Adrian Guess
Google
La Badiane delivered a stellar fine dining experience — French elegance with Vietnamese flair — and every course showed thought, balance, and execution.
Salmon Gravlax — Fresh, bright, and layered. The salmon was silky, with wasabi that came through clearly but never overpowered. Pomelo added acid and brightness, while dill Chantilly was an exceptional touch: creamy yet fresh, the perfect complement to fish. Pink peppercorn gave just the right spice, the sesame crust added crunch, and the ginger, red onion, and beetroot added freshness with a slight pickled note. It all came together in one perfect bite.
Scallop & Prawn Ravioli — A dish that was giving lobster bisque in the best way. The smoked paprika brought depth, the prawns gave the broth its seafood body, and the scallop was succulent, buttery, and perfectly cooked. Honestly, there should have been two. The grilled chorizo added meaty flare that made the dish bold, while the lemon-peanut crumble added subtle texture. The only element that didn’t sing as strongly was the olive ratatouille, which I pushed aside so it wouldn’t dominate, but it paired beautifully with the baguette.
Foie Gras Terrine — Foie gras can overwhelm, but here it was rich, savory, and decadent in the best way — and made even better by its accompaniments. The raspberry frangipane added nuttiness and brightness, raspberry being a natural match for duck. The strawberry-thyme chutney was smooth, sweet, and aromatic. The balsamic glaze woke up the palate, balancing the berries and nuts, while pistachio provided the perfect crunch and a peppery finish. Taken together, it was smooth and crunchy, savory and sweet, bright and acidic, umami-rich and layered — truly a flavor bomb.

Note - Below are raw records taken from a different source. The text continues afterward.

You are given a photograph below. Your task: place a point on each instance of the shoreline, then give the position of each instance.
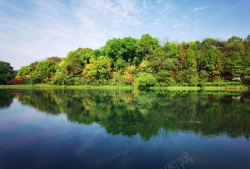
(170, 88)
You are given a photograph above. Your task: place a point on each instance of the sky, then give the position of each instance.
(32, 30)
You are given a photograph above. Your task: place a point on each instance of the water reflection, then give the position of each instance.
(136, 112)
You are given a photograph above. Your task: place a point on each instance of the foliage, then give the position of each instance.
(125, 60)
(6, 72)
(145, 80)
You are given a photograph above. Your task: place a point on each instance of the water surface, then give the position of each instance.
(123, 129)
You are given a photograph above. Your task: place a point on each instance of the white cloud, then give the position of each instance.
(197, 9)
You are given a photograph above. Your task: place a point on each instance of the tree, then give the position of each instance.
(171, 49)
(6, 72)
(124, 49)
(145, 80)
(99, 71)
(76, 60)
(147, 45)
(45, 70)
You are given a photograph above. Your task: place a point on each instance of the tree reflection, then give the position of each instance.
(5, 98)
(145, 113)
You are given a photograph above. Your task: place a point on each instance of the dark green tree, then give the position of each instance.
(6, 72)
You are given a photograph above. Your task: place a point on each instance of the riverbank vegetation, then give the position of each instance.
(144, 63)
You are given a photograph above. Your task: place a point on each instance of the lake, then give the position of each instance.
(111, 129)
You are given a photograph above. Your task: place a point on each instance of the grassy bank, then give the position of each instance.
(173, 88)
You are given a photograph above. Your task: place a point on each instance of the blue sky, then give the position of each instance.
(31, 30)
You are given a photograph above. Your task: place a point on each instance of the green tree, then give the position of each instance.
(147, 45)
(144, 80)
(45, 70)
(99, 71)
(6, 72)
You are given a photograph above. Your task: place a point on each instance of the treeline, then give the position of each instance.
(145, 62)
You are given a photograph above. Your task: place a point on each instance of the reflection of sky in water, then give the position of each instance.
(31, 139)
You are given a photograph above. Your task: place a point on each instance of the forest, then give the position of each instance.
(143, 62)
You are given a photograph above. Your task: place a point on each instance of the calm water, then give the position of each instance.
(90, 129)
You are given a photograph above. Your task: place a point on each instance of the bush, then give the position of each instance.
(145, 80)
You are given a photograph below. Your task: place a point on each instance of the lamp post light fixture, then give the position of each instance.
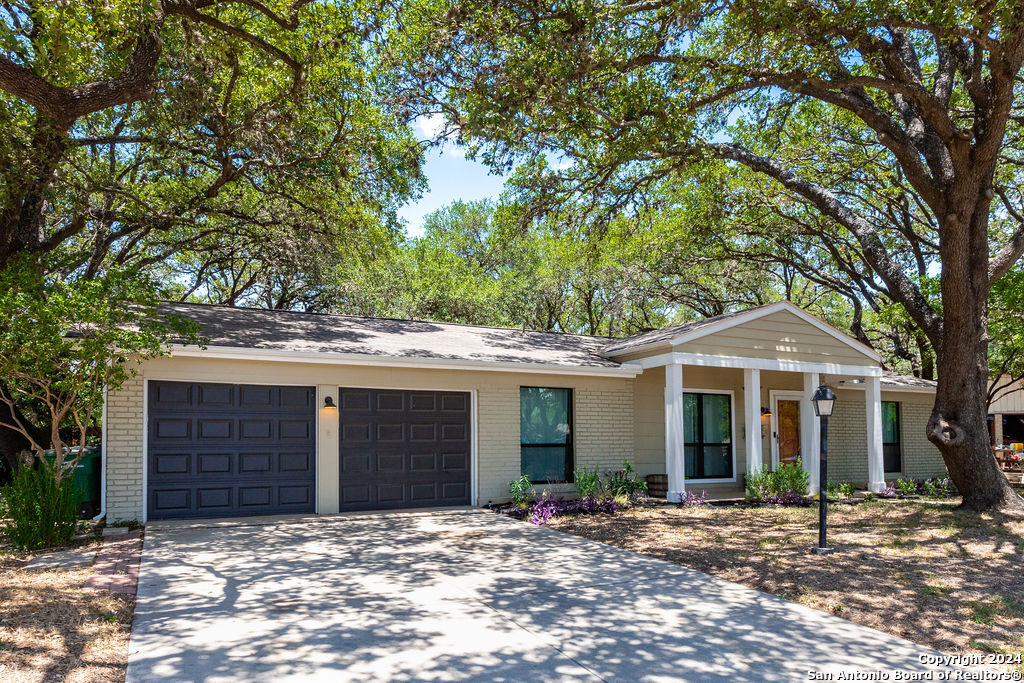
(824, 402)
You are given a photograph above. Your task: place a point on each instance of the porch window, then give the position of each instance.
(546, 434)
(891, 452)
(709, 435)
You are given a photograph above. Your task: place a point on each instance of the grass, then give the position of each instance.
(51, 630)
(933, 573)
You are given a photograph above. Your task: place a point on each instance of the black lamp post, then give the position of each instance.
(824, 401)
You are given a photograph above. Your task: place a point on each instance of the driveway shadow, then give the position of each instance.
(464, 596)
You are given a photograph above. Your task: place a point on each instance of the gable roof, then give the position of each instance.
(689, 331)
(278, 332)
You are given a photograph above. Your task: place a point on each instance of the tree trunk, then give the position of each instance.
(958, 423)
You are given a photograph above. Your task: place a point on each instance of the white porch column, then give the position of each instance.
(810, 431)
(872, 402)
(675, 464)
(752, 417)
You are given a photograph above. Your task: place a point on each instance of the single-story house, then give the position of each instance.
(297, 413)
(1006, 413)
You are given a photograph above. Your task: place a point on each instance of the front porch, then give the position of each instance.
(727, 416)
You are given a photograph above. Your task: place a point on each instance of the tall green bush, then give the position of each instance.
(39, 510)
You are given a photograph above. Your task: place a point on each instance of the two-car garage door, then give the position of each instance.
(233, 450)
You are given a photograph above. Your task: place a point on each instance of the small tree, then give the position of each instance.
(66, 340)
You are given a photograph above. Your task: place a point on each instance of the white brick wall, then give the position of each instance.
(603, 417)
(848, 439)
(124, 452)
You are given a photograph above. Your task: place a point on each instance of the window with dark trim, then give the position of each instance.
(546, 434)
(891, 451)
(708, 428)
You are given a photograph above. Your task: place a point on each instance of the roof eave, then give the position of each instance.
(334, 357)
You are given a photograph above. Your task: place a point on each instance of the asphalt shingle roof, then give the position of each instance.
(290, 331)
(299, 332)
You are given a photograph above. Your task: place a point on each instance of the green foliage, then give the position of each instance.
(39, 508)
(588, 481)
(522, 492)
(625, 481)
(788, 478)
(65, 340)
(906, 486)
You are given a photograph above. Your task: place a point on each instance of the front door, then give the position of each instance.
(787, 431)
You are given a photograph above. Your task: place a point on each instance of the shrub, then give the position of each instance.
(757, 483)
(690, 500)
(625, 481)
(788, 499)
(542, 511)
(588, 481)
(39, 511)
(521, 491)
(906, 487)
(792, 477)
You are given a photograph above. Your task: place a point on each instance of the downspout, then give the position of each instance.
(102, 463)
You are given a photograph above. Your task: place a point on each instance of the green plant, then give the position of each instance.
(588, 481)
(40, 508)
(792, 477)
(757, 483)
(625, 481)
(906, 486)
(522, 492)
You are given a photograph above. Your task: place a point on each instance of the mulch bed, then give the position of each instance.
(929, 572)
(53, 628)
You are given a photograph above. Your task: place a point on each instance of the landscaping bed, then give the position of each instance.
(52, 630)
(930, 572)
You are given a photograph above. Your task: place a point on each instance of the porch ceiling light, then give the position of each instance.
(824, 401)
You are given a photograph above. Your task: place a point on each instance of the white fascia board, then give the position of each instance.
(740, 318)
(328, 357)
(709, 360)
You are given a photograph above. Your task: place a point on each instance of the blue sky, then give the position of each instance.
(451, 177)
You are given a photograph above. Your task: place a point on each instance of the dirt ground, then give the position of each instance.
(50, 630)
(941, 577)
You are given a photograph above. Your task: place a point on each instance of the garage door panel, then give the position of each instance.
(229, 450)
(418, 457)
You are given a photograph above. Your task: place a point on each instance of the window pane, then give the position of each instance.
(544, 416)
(716, 419)
(717, 461)
(690, 417)
(543, 463)
(890, 422)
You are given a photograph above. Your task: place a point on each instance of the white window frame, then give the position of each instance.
(732, 432)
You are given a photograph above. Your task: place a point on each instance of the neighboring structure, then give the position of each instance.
(1006, 414)
(287, 412)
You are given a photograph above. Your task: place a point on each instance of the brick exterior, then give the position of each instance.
(124, 452)
(603, 419)
(848, 439)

Beef Tenderloin — They absolutely showed out here. The steak was perfectly medium rare, juicy, flavorful, and so tender it didn’t need a steak knife. The truffle-pea risotto just made sense alongside mushroom duxelles and beef — creamy, earthy, and balanced. All together, it became the perfect steak dinner. But then they went further: a five-pepper sauce as the bed of the dish added body, warmth, and spice that coated every bite, while a Parmesan foam gave a final elegant flourish. A showstopper course, flawless at every level.
Mango Lychee Dessert — I didn’t think it could get better, but the finale proved me wrong. This was the perfect series finale — bright, tropical, and light, but with depth and richness from the salted caramel ice cream. The pineapple was sweet without being too acidic, the mango was tender and perfectly ripe, and the lychee — flawless — made the last bite unforgettable. The Malibu coconut milk added subtle texture, the crispy rice gave fun crunch inside the ice cream, and the passionfruit sauce transported me straight to the beach. A butter crumble and cream layered it into a true dessert. Playful, seasonal, distinctly Vietnamese — a perfect ending to the meal.
La Badiane doesn’t rely on theatrics — it delivers consistency, refinement, and balance across the board. A cozy villa setting on a rainy night, French technique married to Vietnamese flavors, and service that makes you feel unhurried. Absolutely worth the splurge, especially if you love French food with elegance and flair.